Figure 5. Microtubule binding interface of kinesin-4 KLP-12 at α-tubulin.

(A) KLP-12 Arg267 and Lys269 in loop L11 interact with α-tubulin Glu414 and Glu420 in helix H12 and Glu155 in helix H4, respectively. See Video 2 for detail. The interfaces of KIF5B and KIF2C at α-tubulin are available in Figure 4—figure supplement 1. (B) Sequence alignment of the kinesin-4, KIF5B, and KIF2C residues at the interacting area. Interacting residues are marked by squares. (C) Superimposition of Cα chain trace models of the KLP-12 complex (orange) and KIF5B complex (green) at kinesin. The rotation direction of α-tubulin between KLP-12 and KIF5B at helices H4, H5, and H12 is illustrated as a red arrow. (D) Superimposition of Cα chain trace models of the KLP-12 complex (orange) and KIF2C complex (cyan) at kinesin.
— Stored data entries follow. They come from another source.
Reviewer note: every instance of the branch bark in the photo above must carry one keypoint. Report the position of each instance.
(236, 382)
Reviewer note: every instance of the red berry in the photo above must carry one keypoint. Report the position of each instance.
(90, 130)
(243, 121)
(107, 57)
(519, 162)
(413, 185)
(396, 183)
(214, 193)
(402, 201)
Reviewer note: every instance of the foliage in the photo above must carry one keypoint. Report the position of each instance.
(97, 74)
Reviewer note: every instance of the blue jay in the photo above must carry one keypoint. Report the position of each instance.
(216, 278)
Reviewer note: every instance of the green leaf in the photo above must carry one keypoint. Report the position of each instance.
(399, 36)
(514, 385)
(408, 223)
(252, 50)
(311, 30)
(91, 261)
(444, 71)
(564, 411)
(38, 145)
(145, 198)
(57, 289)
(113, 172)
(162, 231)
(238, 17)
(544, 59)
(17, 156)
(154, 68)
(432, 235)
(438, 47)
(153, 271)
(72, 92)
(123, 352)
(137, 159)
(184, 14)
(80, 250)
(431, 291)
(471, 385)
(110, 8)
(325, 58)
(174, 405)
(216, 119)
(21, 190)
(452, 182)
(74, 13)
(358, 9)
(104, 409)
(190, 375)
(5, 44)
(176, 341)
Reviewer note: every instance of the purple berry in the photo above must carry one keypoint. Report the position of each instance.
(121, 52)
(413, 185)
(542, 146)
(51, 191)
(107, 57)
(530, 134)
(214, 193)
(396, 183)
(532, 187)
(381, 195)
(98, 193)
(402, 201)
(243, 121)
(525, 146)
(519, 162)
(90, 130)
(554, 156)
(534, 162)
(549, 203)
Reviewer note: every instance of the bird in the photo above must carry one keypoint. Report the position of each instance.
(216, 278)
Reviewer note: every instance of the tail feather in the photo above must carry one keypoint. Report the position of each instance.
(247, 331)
Figure 5—figure supplement 1. Microtubule binding interface of KIF5B and KIF2C at α-tubulin.

(A) KIF5B Lys237 in L11 interacts with α-tubulin Glu414 and Glu420 in H12. (B) KIF2C Lys297 and Val298 in loop L2 KVD motif interact with α-tubulin Glu434 in H12. Arg498 was modeled as alanine in the reported structure (PDB ID: 5MIO). KVD motif residues Lys297, Val298, and Asp299 are displayed.